Peningkatan pelayanan dan makin bertambahnya volume lalu lintas dari dan menuju Cikarang, menunjukkan betapa strategisnya wilayah ini.
KRL relasi Jakarta Kota-Cikarang akan mengurangi perjalanan dua kereta api lokal yang selama ini telah beroperasi, yakni KA Walahar Ekspres dan KA Jatiluhur.
KA Jatiluhur melayani relasi Tanjung Priok-Cikampek pergi pulang. Sementara itu, KA Walahar menjadi perpanjangan rute dari Cikampek-Purwakarta pergi pulang. Kedua kereta tersebut nantinya hanya sampai Stasiun Cikarang, selanjutnya penumpang beralih menggunakan KRL.
Meikarta magnit baru
Patut dibayangkan nanti, semakin banyaknya KRL di Stasiun Cikarang tentu akan meningkatkan geliat aktivitas ekonomi di wilayah ini. Hal ini tentu membuat Kota Cikarang kian tumbuh dan berkembang menjadi kota baru dan kian penting bagi kehidupan masyarakat Jawa Barat dan DKI Jakarta.
Inilah peluang yang mampu ditangkap Lippo Group yang awal memang sudah memposisikan wilayah ini sebagai prioritas mereka.
Pembangunan kota baru Meikarta oleh Lippo Group sudah tepat. Meikarta tidak hanya menjadi magnit baru, tetapi juga menjadi alternatif hunian, perkantoran dan aktivitas bisnis selain Jakarta yang semakin padat dan sulit di tata.

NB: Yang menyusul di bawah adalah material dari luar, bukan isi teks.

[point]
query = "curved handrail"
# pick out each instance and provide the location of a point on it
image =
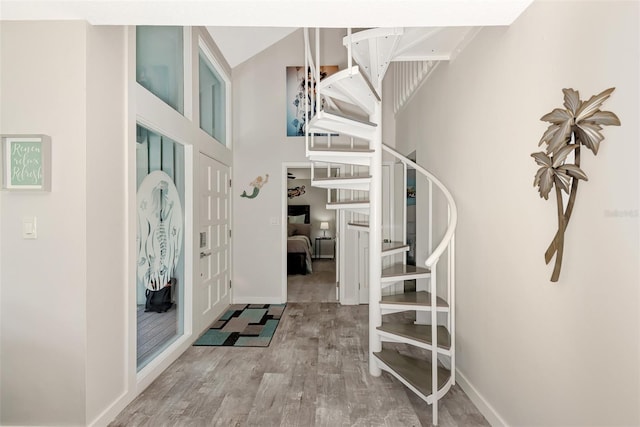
(453, 219)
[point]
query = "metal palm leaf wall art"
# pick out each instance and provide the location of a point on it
(577, 125)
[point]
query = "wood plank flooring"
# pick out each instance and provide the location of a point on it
(314, 373)
(319, 286)
(154, 332)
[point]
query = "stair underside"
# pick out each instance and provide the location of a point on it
(403, 272)
(414, 373)
(350, 86)
(420, 300)
(373, 50)
(436, 44)
(421, 334)
(343, 183)
(326, 121)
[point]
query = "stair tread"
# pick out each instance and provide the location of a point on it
(421, 333)
(420, 298)
(343, 178)
(359, 224)
(341, 150)
(349, 202)
(404, 269)
(414, 371)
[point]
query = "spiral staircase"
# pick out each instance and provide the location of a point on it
(349, 166)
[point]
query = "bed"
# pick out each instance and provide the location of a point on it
(299, 239)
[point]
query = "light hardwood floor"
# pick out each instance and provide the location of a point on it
(314, 373)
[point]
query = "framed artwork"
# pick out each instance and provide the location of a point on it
(296, 98)
(26, 162)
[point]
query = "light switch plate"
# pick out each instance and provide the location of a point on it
(29, 230)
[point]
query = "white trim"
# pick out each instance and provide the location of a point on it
(479, 400)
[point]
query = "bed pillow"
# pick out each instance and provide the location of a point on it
(297, 219)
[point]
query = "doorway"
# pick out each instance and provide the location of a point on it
(160, 175)
(319, 284)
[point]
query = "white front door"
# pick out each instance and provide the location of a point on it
(212, 293)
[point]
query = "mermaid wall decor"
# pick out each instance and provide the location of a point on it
(257, 185)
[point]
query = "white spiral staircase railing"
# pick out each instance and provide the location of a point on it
(348, 103)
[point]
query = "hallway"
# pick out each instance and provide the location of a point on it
(314, 373)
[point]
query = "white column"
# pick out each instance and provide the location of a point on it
(375, 242)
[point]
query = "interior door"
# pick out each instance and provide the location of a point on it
(212, 293)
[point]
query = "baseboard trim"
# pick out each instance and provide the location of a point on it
(481, 403)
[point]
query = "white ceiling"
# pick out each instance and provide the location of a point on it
(240, 43)
(242, 28)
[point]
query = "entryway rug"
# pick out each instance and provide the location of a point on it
(244, 325)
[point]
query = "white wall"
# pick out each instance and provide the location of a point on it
(541, 353)
(63, 344)
(44, 280)
(260, 147)
(106, 304)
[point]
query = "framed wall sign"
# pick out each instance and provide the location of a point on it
(26, 162)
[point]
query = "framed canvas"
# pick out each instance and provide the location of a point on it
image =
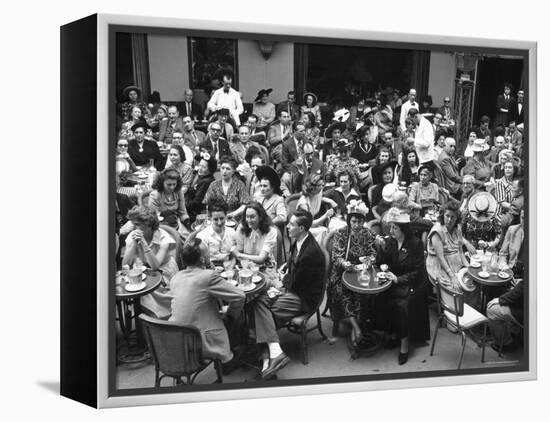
(161, 60)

Meikarta mempunyai banyak kelebihan dari sisi perencanaan dan kenyamanan serta keunggulan dari sisi penataan infrastruktur transportasi.
Megaproyek untuk Jakarta baru senilai Rp278 triliun itu merupakan harapan baru bagi Cikarang dan bahkan sekitarnya.
Jadi tidak berlebihan kalau dikatakan Cikarang dan Meikarta akan menuju hadirnya Jakarta baru. Munculnya riak-riak soal Meikarta lebih dikarenakan kilauan “permata” Cikarang yang tengah di asah Lippo Grup.
Tentunya investasi positif ini penting untuk dijaga. Ingat, dengan tambahan guyuran Rp278 T, semakin besar perputaran investasi di Cikarang. Ribuan triliun rupiah berputar di sana, dengan efek berdaya ganda (multiplier effect) dahsyat, terutama bagi penciptaan lapangan kerja (sehingga mengurangi arus TKI maupun TKW ke luar negeri), juga terciptanya peluang-peluang berusaha baru.
Tidak masalah bila banyak semut yang kegenitan sehingga tergoda untuk mengigit. Tapi jangan sampai gigitan itu mengganggu aktivitas yang sedang berlangsung.
Di pihak pemerintah harus mampu menjaga dan memberikan kenyamanan bagi Lippo Grup yang telah memberi warna positif bagi dunia investasi dalam negeri. Karena investasi merupakan bagian dari komitmen membangun negeri.
Jangan sampai investasi dicampur-adukkan dengan politik, bila tidak ingin para investor memberi warna merah untuk investasi di Indonesia. Semoga… (S-Donny Lumingas, dari berbagai sumber/jr — foto ilustrasi istimewa)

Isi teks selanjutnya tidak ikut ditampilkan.